To be clear, I am NOT making the argument that concentrics are inherently better than a thoughtfully engineered multiway speaker with a waveguide-loaded tweeter that matches the dispersion of the next-driver-down at the crossover region. I'm merely pushing back on comments that they're inherently worse.
I'm also very skeptical of the IMD argument. Not that it's there. Clearly it is. But is it audible and consequential? Mitchco's earlier post
includes a link to his article
comparing the KEF LS50 and a JBL Pro speaker with a 15" woofer and compression driver tweeter. This review includes binaural recordings of the LS50 full range, LS50+subs, and JBL + subs. Can someone point out how the inarguably much higher IM distortion in the LS50 manifests itself in these recordings?
Lastly, there is one company selling a speaker line based on a concentric with flat midrange today: Technics. Within the limits of what one can discern from Stereophile's measurements - no sign JA's dumb practice of normalizing his off axis charts to the axial response will end, alas - the bookshelf model seems capably engineered if voiced very bright.
For those following along at home: Kindle Location 9362 (pg. 448).
And, yuck. The midrange level jump does make me wonder if the Alnico woofer had been partially demagnetized at some point. So glad we've moved beyond Alnico!
Business realities and IP law do get in the way of that to a large extent, of course.

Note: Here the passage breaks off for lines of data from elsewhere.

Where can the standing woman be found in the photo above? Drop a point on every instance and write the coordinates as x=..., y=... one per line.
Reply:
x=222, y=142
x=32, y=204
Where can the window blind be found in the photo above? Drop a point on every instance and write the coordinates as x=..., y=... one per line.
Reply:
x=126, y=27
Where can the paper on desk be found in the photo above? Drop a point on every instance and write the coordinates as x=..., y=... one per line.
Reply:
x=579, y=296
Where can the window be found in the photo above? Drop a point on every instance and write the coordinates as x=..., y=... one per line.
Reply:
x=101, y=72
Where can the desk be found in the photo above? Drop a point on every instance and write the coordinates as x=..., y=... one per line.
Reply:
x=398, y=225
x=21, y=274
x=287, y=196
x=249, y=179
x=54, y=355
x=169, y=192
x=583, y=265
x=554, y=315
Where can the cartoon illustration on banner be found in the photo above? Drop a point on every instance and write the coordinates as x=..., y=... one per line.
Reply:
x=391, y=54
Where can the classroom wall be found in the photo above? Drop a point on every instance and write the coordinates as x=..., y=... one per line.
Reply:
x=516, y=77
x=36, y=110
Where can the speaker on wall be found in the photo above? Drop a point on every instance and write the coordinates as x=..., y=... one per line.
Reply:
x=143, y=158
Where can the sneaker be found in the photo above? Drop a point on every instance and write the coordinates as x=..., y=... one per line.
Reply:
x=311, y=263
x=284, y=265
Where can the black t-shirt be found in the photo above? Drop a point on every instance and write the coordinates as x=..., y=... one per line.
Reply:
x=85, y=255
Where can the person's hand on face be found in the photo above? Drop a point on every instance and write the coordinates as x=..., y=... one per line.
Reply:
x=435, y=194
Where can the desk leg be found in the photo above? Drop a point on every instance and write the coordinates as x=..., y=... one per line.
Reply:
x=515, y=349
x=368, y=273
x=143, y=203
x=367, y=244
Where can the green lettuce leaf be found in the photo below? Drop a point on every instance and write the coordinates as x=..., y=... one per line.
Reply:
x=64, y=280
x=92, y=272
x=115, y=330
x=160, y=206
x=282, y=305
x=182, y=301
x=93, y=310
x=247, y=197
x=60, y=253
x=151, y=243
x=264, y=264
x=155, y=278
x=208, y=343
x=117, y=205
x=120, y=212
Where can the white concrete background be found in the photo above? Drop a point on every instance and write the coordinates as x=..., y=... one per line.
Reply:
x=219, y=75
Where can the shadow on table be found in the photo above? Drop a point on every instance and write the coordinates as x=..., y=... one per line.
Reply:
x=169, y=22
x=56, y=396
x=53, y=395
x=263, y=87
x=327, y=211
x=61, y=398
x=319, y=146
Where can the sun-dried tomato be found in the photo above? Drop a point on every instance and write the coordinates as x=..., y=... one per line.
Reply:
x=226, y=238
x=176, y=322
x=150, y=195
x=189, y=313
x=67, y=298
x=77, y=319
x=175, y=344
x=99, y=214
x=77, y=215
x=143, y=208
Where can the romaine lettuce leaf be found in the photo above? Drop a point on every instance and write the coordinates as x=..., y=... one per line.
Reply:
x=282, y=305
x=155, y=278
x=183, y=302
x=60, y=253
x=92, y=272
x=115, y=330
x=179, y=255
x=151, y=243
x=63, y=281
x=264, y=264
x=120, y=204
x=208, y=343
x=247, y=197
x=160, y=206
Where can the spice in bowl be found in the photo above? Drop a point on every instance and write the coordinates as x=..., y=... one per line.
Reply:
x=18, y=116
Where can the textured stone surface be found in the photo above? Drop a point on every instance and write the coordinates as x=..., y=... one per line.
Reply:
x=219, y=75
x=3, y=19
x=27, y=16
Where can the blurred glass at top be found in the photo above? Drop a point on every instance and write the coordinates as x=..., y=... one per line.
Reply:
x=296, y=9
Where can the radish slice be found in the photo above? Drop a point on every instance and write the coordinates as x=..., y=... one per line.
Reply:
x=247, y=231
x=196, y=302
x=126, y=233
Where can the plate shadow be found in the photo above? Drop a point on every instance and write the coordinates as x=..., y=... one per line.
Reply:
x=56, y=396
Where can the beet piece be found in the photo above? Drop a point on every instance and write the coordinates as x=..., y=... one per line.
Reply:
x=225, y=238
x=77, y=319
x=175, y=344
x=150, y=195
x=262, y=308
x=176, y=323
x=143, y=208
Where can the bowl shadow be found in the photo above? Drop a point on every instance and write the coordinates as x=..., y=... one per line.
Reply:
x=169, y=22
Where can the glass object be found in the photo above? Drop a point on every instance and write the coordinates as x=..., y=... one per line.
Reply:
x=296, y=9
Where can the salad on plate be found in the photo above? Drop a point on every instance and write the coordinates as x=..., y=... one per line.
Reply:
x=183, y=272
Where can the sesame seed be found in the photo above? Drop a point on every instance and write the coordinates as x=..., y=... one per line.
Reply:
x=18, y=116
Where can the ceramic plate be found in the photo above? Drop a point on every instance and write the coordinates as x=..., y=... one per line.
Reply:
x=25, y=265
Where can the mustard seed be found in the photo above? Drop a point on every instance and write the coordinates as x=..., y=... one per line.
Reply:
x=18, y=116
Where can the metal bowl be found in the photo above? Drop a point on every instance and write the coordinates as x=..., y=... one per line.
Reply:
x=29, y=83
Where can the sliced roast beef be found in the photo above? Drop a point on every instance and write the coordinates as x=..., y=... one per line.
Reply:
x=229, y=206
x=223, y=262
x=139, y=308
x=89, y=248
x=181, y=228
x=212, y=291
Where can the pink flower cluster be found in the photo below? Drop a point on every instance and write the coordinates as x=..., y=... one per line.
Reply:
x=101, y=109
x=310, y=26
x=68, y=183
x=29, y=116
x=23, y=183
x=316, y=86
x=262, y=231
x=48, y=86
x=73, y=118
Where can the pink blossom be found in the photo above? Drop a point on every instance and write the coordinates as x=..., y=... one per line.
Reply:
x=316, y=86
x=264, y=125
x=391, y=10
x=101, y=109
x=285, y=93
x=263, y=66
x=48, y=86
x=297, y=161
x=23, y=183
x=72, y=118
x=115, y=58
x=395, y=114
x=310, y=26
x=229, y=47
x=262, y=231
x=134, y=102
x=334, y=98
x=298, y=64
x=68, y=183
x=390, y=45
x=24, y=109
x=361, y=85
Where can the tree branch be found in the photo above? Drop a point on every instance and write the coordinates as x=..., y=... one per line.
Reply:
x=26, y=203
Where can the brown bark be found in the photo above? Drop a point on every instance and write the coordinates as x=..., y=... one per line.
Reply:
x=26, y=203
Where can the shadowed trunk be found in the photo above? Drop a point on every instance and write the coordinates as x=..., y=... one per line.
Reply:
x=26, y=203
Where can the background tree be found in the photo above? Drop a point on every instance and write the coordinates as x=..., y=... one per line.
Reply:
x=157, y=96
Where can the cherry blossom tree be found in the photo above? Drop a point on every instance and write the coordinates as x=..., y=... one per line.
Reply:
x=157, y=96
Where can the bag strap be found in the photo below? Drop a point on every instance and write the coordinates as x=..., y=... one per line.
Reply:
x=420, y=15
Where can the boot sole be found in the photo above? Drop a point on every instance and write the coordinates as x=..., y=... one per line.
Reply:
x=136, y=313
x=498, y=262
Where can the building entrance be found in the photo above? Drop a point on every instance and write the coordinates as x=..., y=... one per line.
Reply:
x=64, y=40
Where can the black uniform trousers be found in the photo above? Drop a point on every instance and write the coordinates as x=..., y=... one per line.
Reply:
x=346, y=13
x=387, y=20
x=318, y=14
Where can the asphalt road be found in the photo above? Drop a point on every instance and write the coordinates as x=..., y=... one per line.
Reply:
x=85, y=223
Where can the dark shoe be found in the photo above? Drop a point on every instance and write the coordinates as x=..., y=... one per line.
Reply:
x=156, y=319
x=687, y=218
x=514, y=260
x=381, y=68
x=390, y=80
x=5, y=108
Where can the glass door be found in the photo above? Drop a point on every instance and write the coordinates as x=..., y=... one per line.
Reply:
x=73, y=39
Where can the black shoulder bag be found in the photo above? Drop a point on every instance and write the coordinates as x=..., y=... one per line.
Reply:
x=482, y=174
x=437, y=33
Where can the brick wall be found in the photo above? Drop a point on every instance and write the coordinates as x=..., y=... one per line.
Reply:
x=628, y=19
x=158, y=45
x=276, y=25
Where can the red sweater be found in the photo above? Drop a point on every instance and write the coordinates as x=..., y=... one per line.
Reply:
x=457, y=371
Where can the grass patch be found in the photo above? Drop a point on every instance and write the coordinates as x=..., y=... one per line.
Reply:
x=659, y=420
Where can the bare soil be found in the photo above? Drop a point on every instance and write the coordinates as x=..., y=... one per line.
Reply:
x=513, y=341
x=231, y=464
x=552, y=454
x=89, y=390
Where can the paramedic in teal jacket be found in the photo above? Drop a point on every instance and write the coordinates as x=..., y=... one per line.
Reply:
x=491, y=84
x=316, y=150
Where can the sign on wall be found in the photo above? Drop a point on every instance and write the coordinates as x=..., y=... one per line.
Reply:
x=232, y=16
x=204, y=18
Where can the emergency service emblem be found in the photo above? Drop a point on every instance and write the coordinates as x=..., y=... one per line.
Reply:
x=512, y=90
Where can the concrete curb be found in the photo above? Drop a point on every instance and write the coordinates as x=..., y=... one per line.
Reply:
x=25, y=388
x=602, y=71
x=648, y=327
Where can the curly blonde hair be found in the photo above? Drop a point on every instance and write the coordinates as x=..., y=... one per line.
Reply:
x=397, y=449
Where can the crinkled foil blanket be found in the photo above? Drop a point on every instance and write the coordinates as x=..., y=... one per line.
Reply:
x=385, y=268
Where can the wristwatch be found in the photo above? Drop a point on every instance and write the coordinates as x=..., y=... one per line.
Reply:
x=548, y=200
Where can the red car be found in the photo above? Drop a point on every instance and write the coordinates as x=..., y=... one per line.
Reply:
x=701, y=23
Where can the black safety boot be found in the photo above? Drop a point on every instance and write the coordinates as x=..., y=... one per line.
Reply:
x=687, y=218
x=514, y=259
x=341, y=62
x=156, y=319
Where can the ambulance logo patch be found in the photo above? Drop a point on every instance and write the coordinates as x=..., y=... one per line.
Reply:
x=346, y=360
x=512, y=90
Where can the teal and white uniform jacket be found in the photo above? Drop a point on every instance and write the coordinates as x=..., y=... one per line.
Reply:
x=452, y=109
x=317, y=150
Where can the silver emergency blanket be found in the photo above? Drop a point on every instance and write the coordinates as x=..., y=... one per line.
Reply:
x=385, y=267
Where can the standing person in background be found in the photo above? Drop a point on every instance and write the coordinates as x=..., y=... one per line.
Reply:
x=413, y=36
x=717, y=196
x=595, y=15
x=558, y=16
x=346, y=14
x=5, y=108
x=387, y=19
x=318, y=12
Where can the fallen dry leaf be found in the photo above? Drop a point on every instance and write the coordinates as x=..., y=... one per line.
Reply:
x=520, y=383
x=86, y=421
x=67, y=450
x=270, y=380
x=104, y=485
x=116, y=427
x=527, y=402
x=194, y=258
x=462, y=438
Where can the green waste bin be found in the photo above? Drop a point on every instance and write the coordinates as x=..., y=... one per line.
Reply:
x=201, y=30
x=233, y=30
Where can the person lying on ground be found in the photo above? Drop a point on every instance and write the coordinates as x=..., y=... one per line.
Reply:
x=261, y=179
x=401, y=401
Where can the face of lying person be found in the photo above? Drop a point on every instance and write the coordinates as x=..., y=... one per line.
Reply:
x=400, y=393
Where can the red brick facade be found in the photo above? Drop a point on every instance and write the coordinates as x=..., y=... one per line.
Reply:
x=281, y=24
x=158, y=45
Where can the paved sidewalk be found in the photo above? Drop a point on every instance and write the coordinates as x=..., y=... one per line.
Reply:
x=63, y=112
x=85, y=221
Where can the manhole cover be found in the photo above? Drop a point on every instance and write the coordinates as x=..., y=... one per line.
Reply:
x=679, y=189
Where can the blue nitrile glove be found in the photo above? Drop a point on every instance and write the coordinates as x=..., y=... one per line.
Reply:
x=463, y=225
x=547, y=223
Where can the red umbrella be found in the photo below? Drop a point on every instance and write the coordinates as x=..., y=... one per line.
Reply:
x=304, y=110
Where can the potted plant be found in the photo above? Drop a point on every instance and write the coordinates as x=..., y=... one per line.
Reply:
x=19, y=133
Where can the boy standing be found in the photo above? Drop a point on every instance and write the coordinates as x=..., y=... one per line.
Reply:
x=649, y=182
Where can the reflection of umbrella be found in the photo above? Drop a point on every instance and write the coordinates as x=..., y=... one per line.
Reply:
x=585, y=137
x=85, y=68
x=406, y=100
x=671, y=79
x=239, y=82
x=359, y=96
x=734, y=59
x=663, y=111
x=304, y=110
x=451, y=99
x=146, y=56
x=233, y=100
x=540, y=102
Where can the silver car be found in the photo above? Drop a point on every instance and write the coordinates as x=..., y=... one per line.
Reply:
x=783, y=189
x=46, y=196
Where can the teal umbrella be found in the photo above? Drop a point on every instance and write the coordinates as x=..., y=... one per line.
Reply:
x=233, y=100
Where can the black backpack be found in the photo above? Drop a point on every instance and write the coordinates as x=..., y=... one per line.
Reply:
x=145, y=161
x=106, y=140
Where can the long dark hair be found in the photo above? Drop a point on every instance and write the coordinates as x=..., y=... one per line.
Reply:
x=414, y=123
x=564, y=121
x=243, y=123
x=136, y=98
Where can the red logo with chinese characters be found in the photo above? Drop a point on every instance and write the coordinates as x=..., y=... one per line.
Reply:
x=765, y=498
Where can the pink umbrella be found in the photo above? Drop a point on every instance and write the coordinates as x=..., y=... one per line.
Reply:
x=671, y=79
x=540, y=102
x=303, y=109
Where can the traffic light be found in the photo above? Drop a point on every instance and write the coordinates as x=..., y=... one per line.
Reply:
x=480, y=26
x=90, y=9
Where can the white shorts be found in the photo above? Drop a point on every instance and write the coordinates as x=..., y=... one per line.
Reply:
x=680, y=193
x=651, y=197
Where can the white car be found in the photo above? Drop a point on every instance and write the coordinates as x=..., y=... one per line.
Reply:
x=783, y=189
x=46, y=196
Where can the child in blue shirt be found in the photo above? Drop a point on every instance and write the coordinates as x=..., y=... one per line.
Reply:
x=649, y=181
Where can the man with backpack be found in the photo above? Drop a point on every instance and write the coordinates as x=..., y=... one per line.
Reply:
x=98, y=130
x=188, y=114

Other companies and individuals have made a certain drivers a large and perhaps dominant part of their business identity, and as a practical matter following them would imply that they were "right" and the previous products were "wrong." Just look at what happened to Thiel when they abandoned some idiosyncratic design concepts. There were other factors involved there, but undeniably one of them is that "Thiel buyers" hated the upgraded design philosophy.
As for IP, to use a speaker example: if multiple-entry horns are a superior technology - I'm not saying they are, just using them as an example! - then other companies are limited more by their willingness to license technology (and the IP holder's willingness to license) or risk litigation on their patent workarounds.